世界的な規模で感染が拡大している新型コロナウイルス。毎日のように感染者のニュースが報じられています。学校が休校になったり、仕事が減ったり、東京オリンピックまで延期されたりと、さまざまな変化が出てきています。

株式市場でも、コロナウイルスの拡大をきっかけに世界同時株安が発生し、底が見えなくなっています。

ですから、つみたてNISAに取り組んでいる方は特に、「このままで大丈夫だろうか」と思われるのも無理もないでしょう。そこで今回は、つみたてNISAの初めての暴落にあたり、やってはいけないこと・やるべきことを紹介します。


市場の雰囲気を一変させた「コロナショック」

つみたてNISAの投資信託の多くは株式に投資しています。ですから、ここでは日本の株式市場がどの程度下落しているのか、この約1年間の日経平均株価とTOPIX(東証株価指数)の動きから確認してみましょう。

日経平均株価は日本を代表する225銘柄の株価をもとに計算されます。2019年3月から10月ごろまでは20,000円から22,000円程度、11月から2020年2月ごろまでは22,000円から24,000円程度で推移していることがわかります。

しかし、2020年2月下旬からは新型コロナウイルスのリスクが表面化し、株価は一気に下落しました。24,000円近かった日経平均株価が、2月末には21,142円と22,000円を割り込み、3月19日の終値16,552円83銭まで、1か月程度で実に7,000円以上も下落したのです。

TOPIX(東証株価指数)も、おおよそ日経平均株価と同様の動きを見せています。

TOPIXは東証1部に上場しているすべての銘柄の時価総額をもとに計算される株価指数です。時価総額は「株価×発行済み株式数」ですので、株価が上がればTOPIXも上がります。日経平均株価と同様、2020年2月から3月にかけて一気に下落していますね。グラフの形も、日経平均株価と似ていることがわかると思います。

もうひとつ、アメリカのダウ平均株価もチェックしてみましょう。

アップル・マクドナルド・ディズニーなど、アメリカを代表する世界的企業30社の株価をもとに算出されるダウ平均株価(ダウ工業株30種)も2月下旬から急落。

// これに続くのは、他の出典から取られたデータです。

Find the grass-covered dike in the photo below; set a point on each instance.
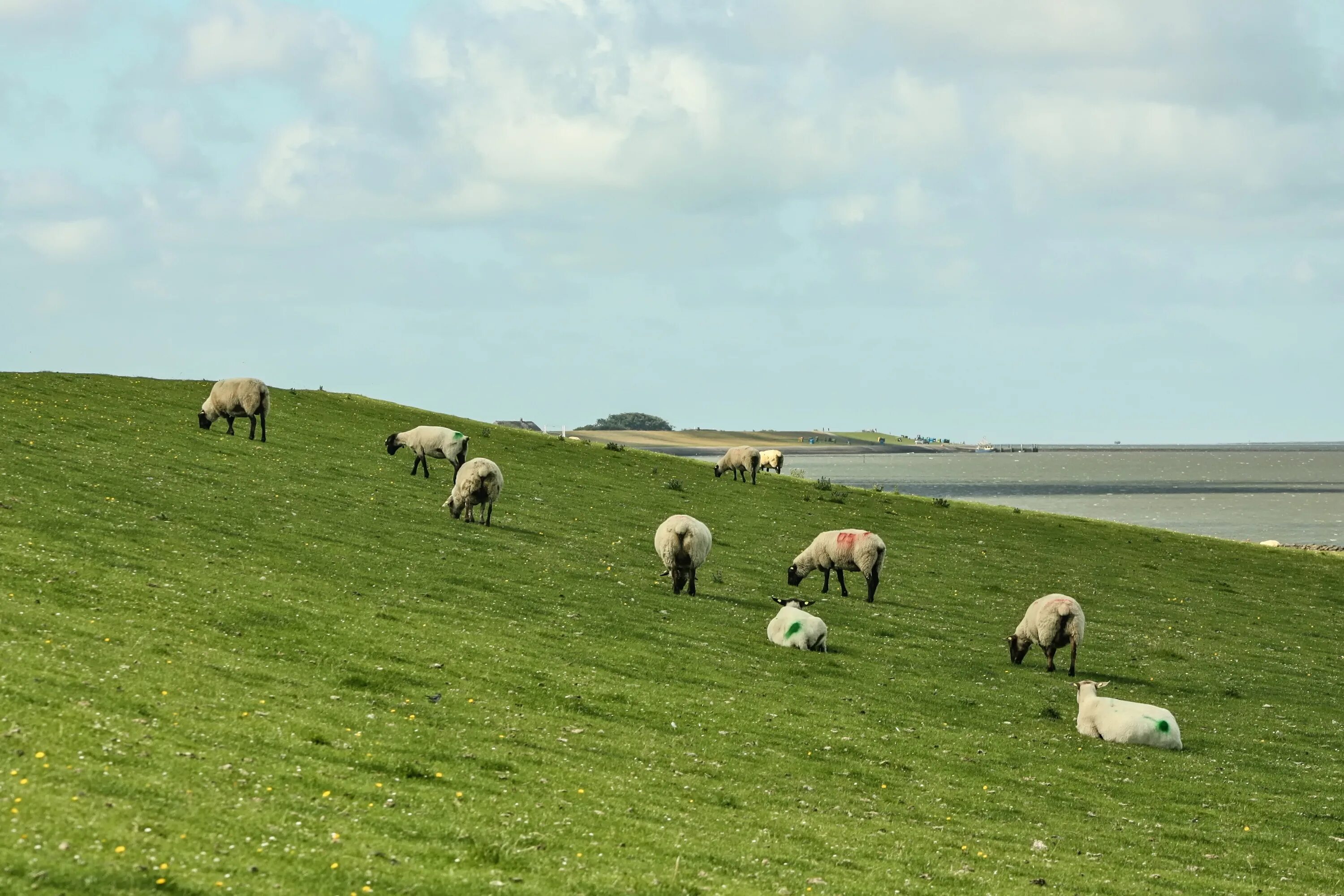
(232, 667)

2020年2月12日の史上最高値29,551ドルから3月23日の18,591ドルまで、実に11,000ドル近くも下落したのです。

このように、「コロナショック」は市場の雰囲気を一変させてしまいました。
しかも、まだ下落がとどまる気配が見えません。

各国の政府や財務相などが景気刺激策を検討・実施しています。日本でも現金の給付や商品券の配布などが議論されていますが、それらが消費に反映されるのは時間がかかるかもしれませんし、景気刺激自体が一時的もしくは効果薄かもしれません。

なにより今回「パンデミック」と認定された以上、コロナウイルスを世界的に克服しなければ根本的な解決にはならないでしょう。経済への影響は長引くと考えられます。もう一段大きな下げ相場が来てもおかしくはありません。